We often find a teacher whose success with a single pupil gives him a considerable, though temporary, prestige. This is particularly the case with teachers who discover and exploit a very youthful singer. Sometimes it is a child with an amazing range and a beauty of tone that is distinctly mature and "professional." Naturally the teacher receives full credit for the little girl or boy’s vocal achievements, and myriad mothers bring their own children for instruction, to say nothing of all the older students who feel that this teacher will do as much for them as he has for the wonder-child. Yet time goes on without the desired results.
Why? Why is it that a teacher who apparently could do so much for an untrained child can do little or nothing with older and presumably more intelligent students ? Why does he have one, and only one, successful pupil? The answer is heartbreakingly simple, and can be explained briefly as follows: The wonder-child’s voice was naturally placed.

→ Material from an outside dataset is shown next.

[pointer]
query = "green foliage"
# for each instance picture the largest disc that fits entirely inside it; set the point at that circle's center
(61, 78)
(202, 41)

This is by no means an infrequent condition. We often find children whose voices have the requisite point and focus by accident, or by nature, just as some persons have the gift of absolute pitch, or an infallible sense of rhythm. Having this correct placement by nature, almost any sort of training will serve to develop it, up to a certain point and for a limited period of time. Later, inexpert training begins to tell on the delicate vocal mechanism and the voice deteriorates. Later still, it will become wholly useless.
Certainly it must be apparent, to even the most unscientific mind, that it is the child’s unusual natural gifts which are responsible for her success, rather than the training she has received. If not, why is she her teacher’s only outstanding pupil, and why cannot he do for any of the others what he apparently did so easily for her.